I must have fallen into an uneasy slumber; my dreams were jumbled and unsettling. Jacob in my arms, bleeding and unconscious. Edward's dead eyes on me as he held a gun to my head, Jane smiling happily as she reached a hand into my chest and pulled out my beating heart. My father telling me how proud he was of me when I got into Dartmouth and then the awful day a few weeks later when they came to tell me he had been shot in a burglary gone wrong.
Blinking rapidly I woke to bright morning light and a strange weight across my middle. Looking down I found myself staring at Edward's sleeping face; even in repose he looked dangerous, his brow was furrowed and his mouth was a hard, uncompromising line. His head was on my stomach and I couldn't move, I thought briefly about poking him or tugging on his hair but I just laid there not knowing what to do.
When I looked down again his eyes were open but he wasn't moving. 'I thought you didn't sleep.'
'Who's Jacob?' He looked pissed; I must have been sleep talking again.
'No one.'
He lifted himself up and locked his arms around me pulling me upwards and into his chest hard, we were face to face and he looked very angry.
'Who is he?' he hissed again.
'Someone I hurt badly, my very best friend in the whole world and I ruined his life.' I kept my eyes looking downward; when he didn't say anything I looked up and found he was watching me with an unreadable expression.
Finally he released me. 'Get dressed.' His voice was gruff and I wondered what went on in his mind, he was inscrutable, hard and terrified me more than a little.

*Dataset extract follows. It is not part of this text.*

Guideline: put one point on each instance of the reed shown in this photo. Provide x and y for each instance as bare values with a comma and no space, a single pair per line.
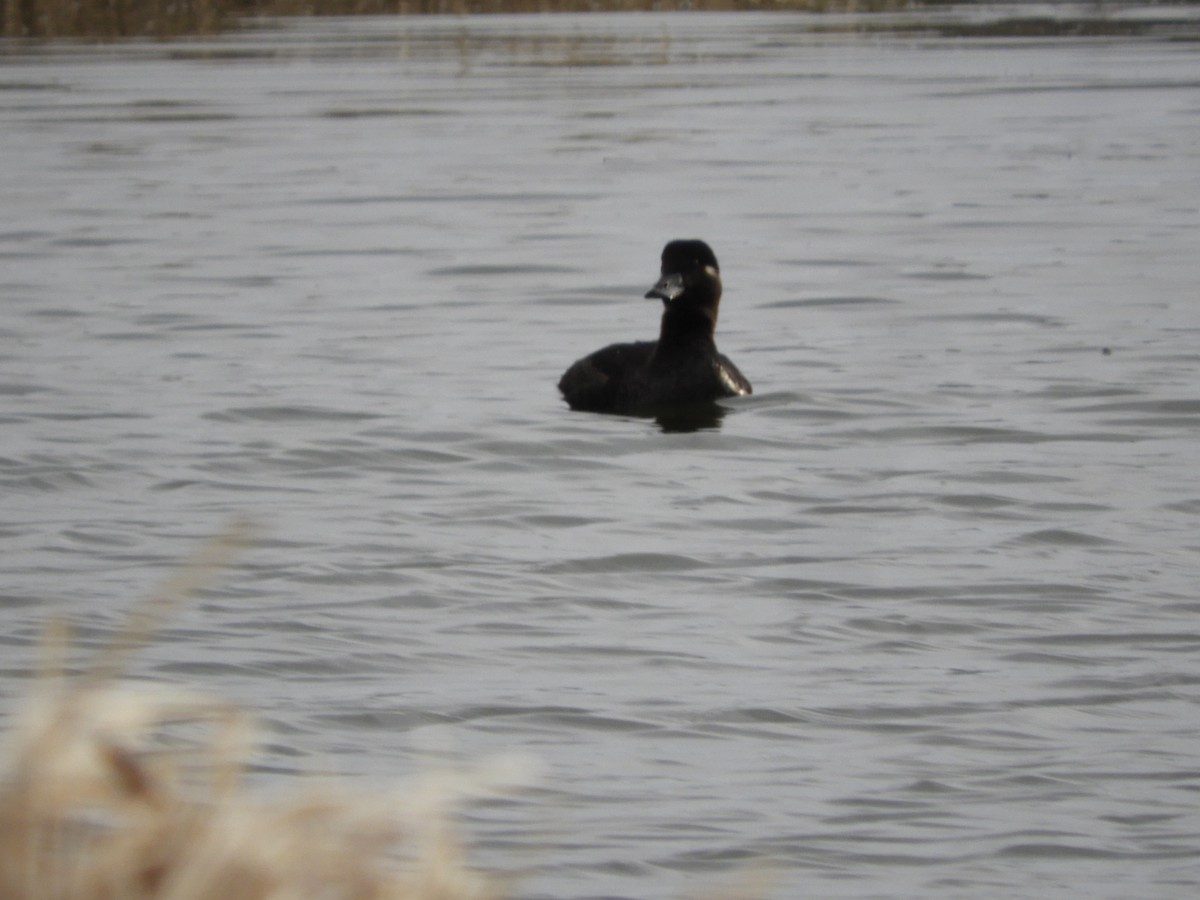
113,19
114,793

In the bathroom I washed my face and brushed my teeth. My hair was tangled and I could do nothing but pull it back into a ponytail once more. Dressing in jeans and a long sleeved t-shirt I walked out to find Edward waiting for me wearing similar clothes, although he looked like something off a magazine cover while I looked like something the cat had dragged in.
'Are you ready?' I nodded and we headed out the door. He locked up the room and took me by the elbow, for once his grip wasn't harsh or restraining just guiding.
We walked along the street till he stopped near a small diner.
'Breakfast.'
'I'm not all that hungry,' I said quietly as he led me over to a table and gestured for me to sit down.
'You're all skin and bones Bella - you need to eat.'
A waitress came over and poured us some coffee before taking our orders, pancakes for me and eggs for Edward.
'You seem to know your way around,' I commented as I dug into my pancakes.
'I used to live here,' he said absently, concentrating on his food.
'How exactly do we go about finding Rose?'
'We have an address to check out and if that doesn't work we will go to her family, you pretend to be the concerned friend and I'm sure we'll soon find out where she is.' There was something in his words, I wasn't sure what but they made me think there was possibly another reason for us been here.
As he ate his eyes kept flicking to me, and I couldn't help but wonder what he saw when he looked at me.
'If you're finished we had better get a move on.' We exited the diner and walked along the street, everything seemed so surreal.
New York was a place I had always wanted to visit but this was no sightseeing tour. I was here with a man who thought nothing of hurting people, to bring a woman back to a man who planned to do god knows what to her.
I stared up at the bright sky, at the tall buildings that surrounded me like me a cage.
Would I ever find a way out of this?